LANSING, Mich. (AP) -- Michigan's method of redrawing congressional and legislative districts once every decade could become less partisan under a constitutional amendment proposed in the state Capitol.
State lawmakers now map their own seats and congressional districts after the once-every-ten-years Census, usually favoring themselves and their political parties.
Republican-drawn boundaries from 2001, for example, are a reason the Michigan GOP still has control of the state Senate and nine of 15 U.S. House seats despite the national wave of anti-war, anti-Republican sentiment that propelled Democrats in last year's election.
State Sen. Glenn Anderson, a Democrat from Westland, introduced a measure last week that would turn the power to establish district lines from the partisan Legislature to a nine-member independent redistricting commission.
"I'm not doing it out of anger that we don't have a majority," he said.
Instead, Anderson says, his purpose is to create more competitive seats in a state whose partisan makeup is nearly evenly split between Republicans and Democrats. The current system can be manipulated to protect incumbents and undermine voters' power at the ballot box, he argues.
"This is about strengthening our elective process. When you're able to design a district to benefit a candidate, there is something wrong with that district," Anderson said.
Twelve states have independent redistricting commissions, or IRCs. Under the proposal pitched Thursday and backed by nine other Senate Democrats, final redistricting plans would need approval from two-thirds of the panel members.

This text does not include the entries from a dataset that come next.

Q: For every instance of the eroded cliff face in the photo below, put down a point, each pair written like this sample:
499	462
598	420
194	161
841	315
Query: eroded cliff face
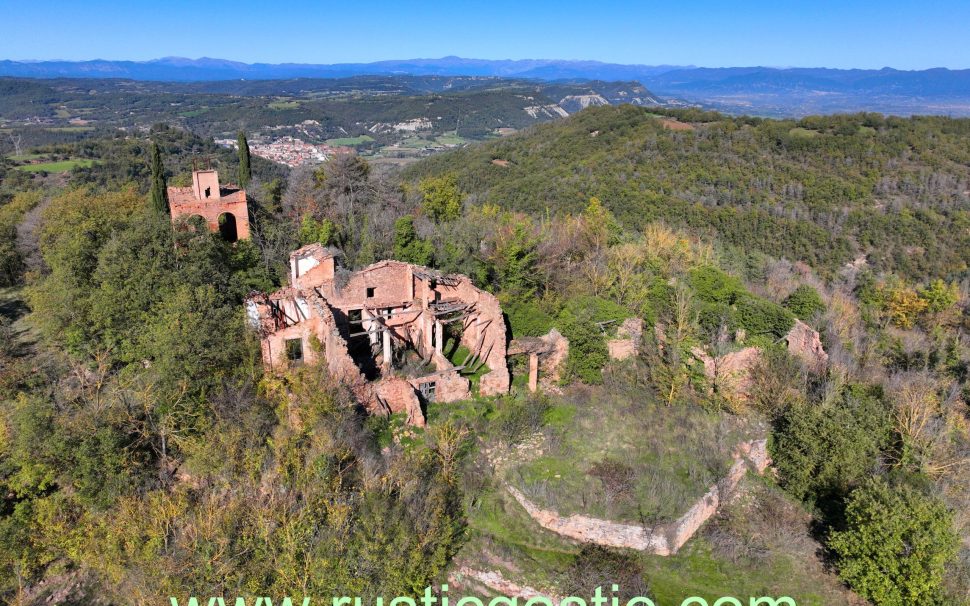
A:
804	343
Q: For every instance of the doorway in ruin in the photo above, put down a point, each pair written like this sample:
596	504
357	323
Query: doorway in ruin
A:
196	223
227	227
361	346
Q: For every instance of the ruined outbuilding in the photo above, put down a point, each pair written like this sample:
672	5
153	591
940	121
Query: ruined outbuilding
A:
383	331
222	208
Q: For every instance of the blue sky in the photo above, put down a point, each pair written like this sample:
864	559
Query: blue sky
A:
894	33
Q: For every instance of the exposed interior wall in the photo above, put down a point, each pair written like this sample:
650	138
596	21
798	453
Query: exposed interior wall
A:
393	305
184	202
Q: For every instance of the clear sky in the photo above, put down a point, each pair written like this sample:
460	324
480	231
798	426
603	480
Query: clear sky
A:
904	34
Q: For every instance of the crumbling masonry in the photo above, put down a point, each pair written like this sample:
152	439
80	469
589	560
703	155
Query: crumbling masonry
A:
223	209
382	330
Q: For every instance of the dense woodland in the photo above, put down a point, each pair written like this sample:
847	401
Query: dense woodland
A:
143	451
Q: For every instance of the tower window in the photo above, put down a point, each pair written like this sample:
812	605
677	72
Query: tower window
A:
294	350
428	390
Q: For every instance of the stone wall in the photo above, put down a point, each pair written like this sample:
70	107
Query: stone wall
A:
627	341
664	539
184	202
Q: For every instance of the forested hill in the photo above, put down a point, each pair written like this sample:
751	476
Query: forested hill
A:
823	190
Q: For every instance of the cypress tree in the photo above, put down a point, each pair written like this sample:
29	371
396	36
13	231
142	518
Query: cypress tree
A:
158	191
245	172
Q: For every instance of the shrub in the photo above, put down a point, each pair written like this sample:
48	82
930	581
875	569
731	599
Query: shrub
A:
441	198
711	285
759	316
526	319
597	566
896	544
805	302
408	247
587	345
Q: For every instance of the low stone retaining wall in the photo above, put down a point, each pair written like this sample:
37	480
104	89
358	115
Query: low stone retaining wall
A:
664	539
494	580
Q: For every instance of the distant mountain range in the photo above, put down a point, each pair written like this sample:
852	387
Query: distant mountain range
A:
759	90
178	69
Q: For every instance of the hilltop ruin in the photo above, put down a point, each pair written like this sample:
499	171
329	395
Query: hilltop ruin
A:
383	331
223	209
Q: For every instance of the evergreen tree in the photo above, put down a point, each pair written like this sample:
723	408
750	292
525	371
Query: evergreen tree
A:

While not taking an official position on the plan, Michigan Democratic Party Chairman Mark Brewer agrees redistricting should become fairer and less partisan. But state Republican Party Chairman Saul Anuzis does not see a problem with the existing system.
Outside observers have mixed reactions to the proposed change.
Redistricting expert and pollster Ed Sarpolus of EPIC-MRA in Lansing says politics cannot be removed from a process in which so much is at stake.
The then GOP-dominated Legislature in 2001 drew new congressional districts to account for shifting populations and the loss of one seat. After the 2002 election, Michigan's congressional delegation went from a 9-7 Democratic majority to a 9-6 GOP majority.
"It's not a cure all by any means," Sarpolus said of the latest proposal, noting that criteria for drawing districts are set into state law and the plans are usually ruled on by judges after being challenged in the courts. "It still goes to court. You still have people suing."
Anderson's plan would have the two major political parties each appoint two members to the panel. Four more members would be named by each of the top Democrats and Republicans in the House and Senate.
Those eight -- four picked by Democrats and four by Republicans -- would select one more member, presumably an independent voice. None of the members could have served as an elected or appointed public official or been a political candidate in the three years before joining the panel.
John Chamberlin, a University of Michigan political scientist and chairman of government watchdog group Common Cause Michigan, says a more nonpartisan commission would be an improvement over having the Legislature and governor approve new boundaries.
Seats heavily tilted in favor of one party or the other ultimately hurt the voters, Chamberlin argues. He agrees that in some parts of the state -- the City of Detroit or outlying GOP-dominated areas -- it is not possible to have 50-50 seats up for grabs every election.
Yet not all of Michigan's 15 congressional seats need to be gerrymandered, he says, especially if one purpose of elections is "keeping elected officials on some kind of short leash so they can be accountable to voters."
Chamberlin, however, questions the proposal's requirement of a two-thirds vote of the panel on final redistricting decisions.
"A two-thirds majority is a killer," he said. "That requires somebody to sell out his or her party. You might as well just send it to the courts."
Anderson acknowledges an uphill fight to set up a new system but argues his proposal at the very least starts the debate. Democrats got 54 percent of the statewide vote in Michigan Senate races last year, but the GOP has a 21-17 edge in the chamber.
Anderson says his plan could run into some opposition from some Democrats because if they can maintain their newfound control of the House until after 2010, they will have more say in the next round of redistricting.
The senator is hopeful, however, that Republicans will also be receptive to a less partisan system. Democrats were quick to design districts that protected their own incumbents or made seats more Democrat-leaning when they controlled the Legislature in the 1970s and 1980s.
"I'm not looking to design something to the advantage of one party or another," Anderson said.
To remove redistricting directly from the Legislature, two-thirds of the House and the Senate would need to approve the proposed constitutional amendment, and then it would go to voters on the statewide ballot.